Tínhamos como vizinhos o 345º Esquadrão Americano. Um temporal caiu na segunda noite da estada em Tarquínia, fazendo desabar metade do acampamento, provocando um grande corre-corre.

Na seção de mecânica, embora mal instalada, logo na primeira semana iniciou-se o recebimento e preparo dos trinta aviões P-47, com os quais os pilotos começaram a operar.


O major Pamplona, chefe das operação, já havia feito a denominação técnica das esquadrilhas e numeração correspondentes aos aviões. Assim as esquadrilhas, ficaram sendo A,B,C,D. e os aviões numerados, A-1, A-2... B-1, B-2 ...e assim por diante. Cada piloto tinha o seu próprio. Os Mecânicos foram distribuídos por esquadrilhas e por aviões. Não sei qual foi o critério adotado, mas fiquei muito contente ao ser designado para mecânico do avião do comandante do Grupo, tenente coronel Aviador Nero Moura, avião número 1.

Para meus ajudantes foram escalados os cabos Aderson de Oliveira Lima e Pedro Rodrigues. Aderson, praça antiga, oriundo da Marinha, baixinho, franzino, muito engraçado e espirituoso, tinha a habilidade de imitar as pessoas, fazendo - nos rir. Durante a campanha, repartimos alegrias e tristezas. Haverei sempre de recordar os meus auxiliares.

Estávamos tecnicamente subordinados aos oficiais especialistas, da seção de mecânica, Tenente Jayme Flores, armamentos e comunicações, os tenentes Jorge Prado e Lucidio Chavez.

Na primeira semana houve muito trabalho na pista para o pessoal da mecânica, cada avião seria vistoriado meticulosamente, parte por parte, antes de se proceder o cheque do motor, o qual deveria dar 2.700 RPM e 52 polegadas de mercúrio de compressão, para ser considerado OK.Isto é pronto para partida.

O pessoal de comunicações procedia ao cheque do rádio, fazendo chamadas com torre de controle para teste, regulando o VHF e fazendo as trocas dos cristais, etc.. Rotina semelhante era seguida pelos de armamento, retirando as estocagens das metralhadoras e instalando-as no avião, municiando-as e preparando os cabides para receberam as bombas.


Dois fatos de grande importância marcaram o dia 14 de outubro de 1944, o hasteamento da bandeira e os primeiros vôos de treinamento.
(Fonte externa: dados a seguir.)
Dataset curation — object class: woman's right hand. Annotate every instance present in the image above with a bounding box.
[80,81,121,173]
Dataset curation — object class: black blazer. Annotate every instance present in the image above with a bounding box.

Na história dos povos coube-nos assim a honra de sermos a primeira Força Aérea Sul Americana que cruzou oceanos e veio alçar suas asas sobre os campos de batalha europeus.

Antes de entrar em ação no velho mundo, o 1º Grupo de Caça cumpriu o sagrado dever de plantar em território inimigo a Bandeira do Brasil.

"Camaradas! Para frente, para a ação, com o pensamento fixo na imagem da Pátria, cuja honra e integridade juramos manter incólumes. Cumpre-nos tudo enfrentar com fortaleza de ânimo, a fim de manter intacto esse tesouro jamais violado, a honra do soldado brasileiro! E nós o faremos, custe o que custar!"

O boletim, que soube tão bem traduzir nossos sentimentos, foi lido perante a tropa formada naquela manhã alegre, quando os ventos do Mediterrâneo desfraldaram pela primeira vez o Pavilhão auriverde de um país longínquo, cujo povo, amante da paz, sabe também lutar pela liberdade e reagir à agressão.

E, por mais de um ano a fio, aquela bandeira, que foi à guerra conosco, simbolizou galhardamente, ao apenas a Pátria, mas também o carinho feminino das mães, esposas e noivas deixadas para trás, cujo espírito, drapejando alegre nos ventos do heroísmo, baixando a chorar sobre o ataúde dos mortos.

Na mesma tarde, pilotos brasileiros alçaram as asas em treinamento de navegação pela Toscana e adjacências, travando conhecimento com a nova base de operação.

O Tenente Lima Mendes, com grande entusiasmo, contando com a cooperação do nosso sargentiante José Adolfo Teixeira e auxiliares pelo sargento Cláudio de Andrade Dias e sua equipe de pintura, encarregou-se de estampar na carenagens da seção dos acessórios do motor dos P-47 a insígnia " Senta à Pua ", famoso avestruz desenhado pelo capitão Fortunato Câmara de Oliveira.